The project’s tagline, “Words and the City”, evokes the corporeal nature of urban signage, with numerous pictures revealing the particular detail given to punctuation, umlauts, and the uniquely German Eszett (ß). Other pictures show letters locked in a slow-motion struggle with the physical world: suffering from shifting foundations, cracked masonry, or water damage, or forced to defend themselves (with a wild array of spikes) against the ever-present threat of pigeons.

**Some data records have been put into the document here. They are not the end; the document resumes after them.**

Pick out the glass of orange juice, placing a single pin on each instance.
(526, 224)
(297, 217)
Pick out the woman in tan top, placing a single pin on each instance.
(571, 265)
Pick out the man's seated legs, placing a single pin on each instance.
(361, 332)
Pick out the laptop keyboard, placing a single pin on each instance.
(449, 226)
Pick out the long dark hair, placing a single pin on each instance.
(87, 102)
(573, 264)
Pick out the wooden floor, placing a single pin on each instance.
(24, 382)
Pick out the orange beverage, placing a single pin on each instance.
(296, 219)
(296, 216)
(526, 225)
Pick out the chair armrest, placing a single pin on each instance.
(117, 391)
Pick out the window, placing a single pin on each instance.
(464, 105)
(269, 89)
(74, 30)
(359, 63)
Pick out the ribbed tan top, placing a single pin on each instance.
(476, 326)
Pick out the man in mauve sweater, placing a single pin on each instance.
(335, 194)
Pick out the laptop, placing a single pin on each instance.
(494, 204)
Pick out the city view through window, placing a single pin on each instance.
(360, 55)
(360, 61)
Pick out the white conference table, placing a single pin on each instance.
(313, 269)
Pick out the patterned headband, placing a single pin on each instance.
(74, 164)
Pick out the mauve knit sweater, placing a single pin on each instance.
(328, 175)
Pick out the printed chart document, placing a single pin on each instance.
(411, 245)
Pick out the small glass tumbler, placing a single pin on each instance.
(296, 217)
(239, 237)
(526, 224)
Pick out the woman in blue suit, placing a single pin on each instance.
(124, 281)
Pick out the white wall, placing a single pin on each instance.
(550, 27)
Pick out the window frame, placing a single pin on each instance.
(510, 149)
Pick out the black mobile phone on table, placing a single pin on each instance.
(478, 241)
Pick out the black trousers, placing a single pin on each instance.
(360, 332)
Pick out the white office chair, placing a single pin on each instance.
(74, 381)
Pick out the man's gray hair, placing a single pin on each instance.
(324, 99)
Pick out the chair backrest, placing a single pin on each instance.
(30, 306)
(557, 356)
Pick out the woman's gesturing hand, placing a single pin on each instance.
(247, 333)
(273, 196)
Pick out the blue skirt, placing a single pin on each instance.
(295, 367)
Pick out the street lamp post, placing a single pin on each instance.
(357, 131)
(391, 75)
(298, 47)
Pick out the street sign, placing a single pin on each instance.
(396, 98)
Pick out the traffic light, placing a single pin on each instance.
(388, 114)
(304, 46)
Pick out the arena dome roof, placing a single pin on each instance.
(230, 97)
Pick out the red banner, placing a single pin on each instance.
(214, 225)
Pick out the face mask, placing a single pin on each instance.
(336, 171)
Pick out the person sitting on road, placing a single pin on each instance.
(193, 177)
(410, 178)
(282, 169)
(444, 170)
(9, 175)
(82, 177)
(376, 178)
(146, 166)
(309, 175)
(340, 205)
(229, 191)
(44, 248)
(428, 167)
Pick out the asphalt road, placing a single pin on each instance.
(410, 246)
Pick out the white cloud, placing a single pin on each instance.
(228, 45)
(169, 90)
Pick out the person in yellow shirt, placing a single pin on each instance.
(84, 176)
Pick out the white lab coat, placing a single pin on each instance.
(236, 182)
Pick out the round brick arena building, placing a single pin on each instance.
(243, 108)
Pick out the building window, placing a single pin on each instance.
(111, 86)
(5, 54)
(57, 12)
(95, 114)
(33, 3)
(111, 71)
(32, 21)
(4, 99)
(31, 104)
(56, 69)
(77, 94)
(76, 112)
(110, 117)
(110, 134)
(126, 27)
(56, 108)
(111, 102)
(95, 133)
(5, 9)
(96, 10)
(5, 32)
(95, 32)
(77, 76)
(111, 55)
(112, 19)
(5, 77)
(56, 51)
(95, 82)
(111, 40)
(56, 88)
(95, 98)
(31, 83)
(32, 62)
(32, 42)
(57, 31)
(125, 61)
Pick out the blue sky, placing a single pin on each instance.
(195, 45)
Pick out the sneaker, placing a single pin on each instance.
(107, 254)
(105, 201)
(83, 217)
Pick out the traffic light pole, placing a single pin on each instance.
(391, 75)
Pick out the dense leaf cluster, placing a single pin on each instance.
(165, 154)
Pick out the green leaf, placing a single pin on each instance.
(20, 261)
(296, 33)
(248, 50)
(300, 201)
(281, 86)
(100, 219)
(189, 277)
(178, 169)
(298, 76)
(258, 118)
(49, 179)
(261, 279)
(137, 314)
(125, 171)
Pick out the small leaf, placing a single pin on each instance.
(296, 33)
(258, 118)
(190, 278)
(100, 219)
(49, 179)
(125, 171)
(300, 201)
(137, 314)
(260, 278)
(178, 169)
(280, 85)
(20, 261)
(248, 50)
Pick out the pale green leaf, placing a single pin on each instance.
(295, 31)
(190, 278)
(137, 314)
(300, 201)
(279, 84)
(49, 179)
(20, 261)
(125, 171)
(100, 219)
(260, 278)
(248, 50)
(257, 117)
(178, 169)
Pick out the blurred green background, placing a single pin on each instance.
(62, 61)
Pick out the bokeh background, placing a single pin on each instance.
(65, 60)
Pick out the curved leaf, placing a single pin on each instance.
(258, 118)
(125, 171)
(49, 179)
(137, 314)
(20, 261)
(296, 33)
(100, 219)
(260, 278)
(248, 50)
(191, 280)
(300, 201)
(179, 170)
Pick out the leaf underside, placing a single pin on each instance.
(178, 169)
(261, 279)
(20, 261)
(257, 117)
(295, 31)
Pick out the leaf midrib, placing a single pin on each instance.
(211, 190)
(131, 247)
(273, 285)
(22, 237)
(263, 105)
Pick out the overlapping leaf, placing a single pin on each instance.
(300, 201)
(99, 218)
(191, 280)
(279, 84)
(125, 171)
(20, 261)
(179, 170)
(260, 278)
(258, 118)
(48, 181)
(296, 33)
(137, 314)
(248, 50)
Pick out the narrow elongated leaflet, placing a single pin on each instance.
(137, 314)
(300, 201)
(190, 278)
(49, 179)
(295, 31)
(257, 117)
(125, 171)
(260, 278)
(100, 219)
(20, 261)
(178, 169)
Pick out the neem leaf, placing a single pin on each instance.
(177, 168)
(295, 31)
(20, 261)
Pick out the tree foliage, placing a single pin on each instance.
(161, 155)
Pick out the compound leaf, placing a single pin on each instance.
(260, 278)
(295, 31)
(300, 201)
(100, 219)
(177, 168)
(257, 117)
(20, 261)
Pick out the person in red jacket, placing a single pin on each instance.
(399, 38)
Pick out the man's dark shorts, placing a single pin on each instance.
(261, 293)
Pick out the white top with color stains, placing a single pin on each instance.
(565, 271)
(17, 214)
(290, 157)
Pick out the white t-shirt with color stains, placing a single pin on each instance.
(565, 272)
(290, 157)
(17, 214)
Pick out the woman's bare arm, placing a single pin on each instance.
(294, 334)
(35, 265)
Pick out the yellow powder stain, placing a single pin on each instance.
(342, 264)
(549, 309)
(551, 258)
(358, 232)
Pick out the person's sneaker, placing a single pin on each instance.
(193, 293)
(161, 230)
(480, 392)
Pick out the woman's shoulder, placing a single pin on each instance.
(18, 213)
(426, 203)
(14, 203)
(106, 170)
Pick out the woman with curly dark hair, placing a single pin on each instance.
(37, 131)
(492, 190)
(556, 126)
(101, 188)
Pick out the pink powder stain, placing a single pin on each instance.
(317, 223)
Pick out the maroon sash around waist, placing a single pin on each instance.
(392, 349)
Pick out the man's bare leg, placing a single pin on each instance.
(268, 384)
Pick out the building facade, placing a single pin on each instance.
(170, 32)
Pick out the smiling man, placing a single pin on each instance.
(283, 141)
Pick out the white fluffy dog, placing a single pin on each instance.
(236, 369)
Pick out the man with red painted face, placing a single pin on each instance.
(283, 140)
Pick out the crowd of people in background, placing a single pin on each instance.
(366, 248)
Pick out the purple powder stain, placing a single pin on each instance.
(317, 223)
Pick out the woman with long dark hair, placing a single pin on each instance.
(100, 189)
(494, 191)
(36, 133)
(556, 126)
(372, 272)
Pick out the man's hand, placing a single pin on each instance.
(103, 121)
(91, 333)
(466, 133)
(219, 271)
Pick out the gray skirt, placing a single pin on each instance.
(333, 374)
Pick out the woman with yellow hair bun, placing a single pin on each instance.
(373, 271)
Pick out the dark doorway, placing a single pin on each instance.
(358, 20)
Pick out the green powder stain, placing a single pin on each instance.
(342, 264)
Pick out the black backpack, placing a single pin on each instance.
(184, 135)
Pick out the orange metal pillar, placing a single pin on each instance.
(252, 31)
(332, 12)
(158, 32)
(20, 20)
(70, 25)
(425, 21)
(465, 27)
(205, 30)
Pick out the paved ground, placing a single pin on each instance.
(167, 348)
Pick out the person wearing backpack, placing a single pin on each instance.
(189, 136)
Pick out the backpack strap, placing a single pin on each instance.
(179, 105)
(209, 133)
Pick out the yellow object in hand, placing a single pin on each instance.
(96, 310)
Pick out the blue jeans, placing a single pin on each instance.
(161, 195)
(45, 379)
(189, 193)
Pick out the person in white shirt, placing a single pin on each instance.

In a longer-term sense, though, the same combination of forces that nearly destroyed Berlin in the first half of the 20th century kept it remarkably well-preserved through the second, and it remains an incredible source of material for intrepid urban typographers. The project’s curators describe the broad appeal of Berlin’s signage (with a growing legion of fans both local and international) in similar terms:

Berlin has a fairly extraordinary past, and the typography of the city offers an unconventional, but also quite immediate window onto its history. People are also responding to the beauty of these artefacts; they’re easily lost among the visual clutter and general bustle of the city, but by collecting the images and presenting them one at a time, there is greater opportunity to appreciate the typographic artistry on display.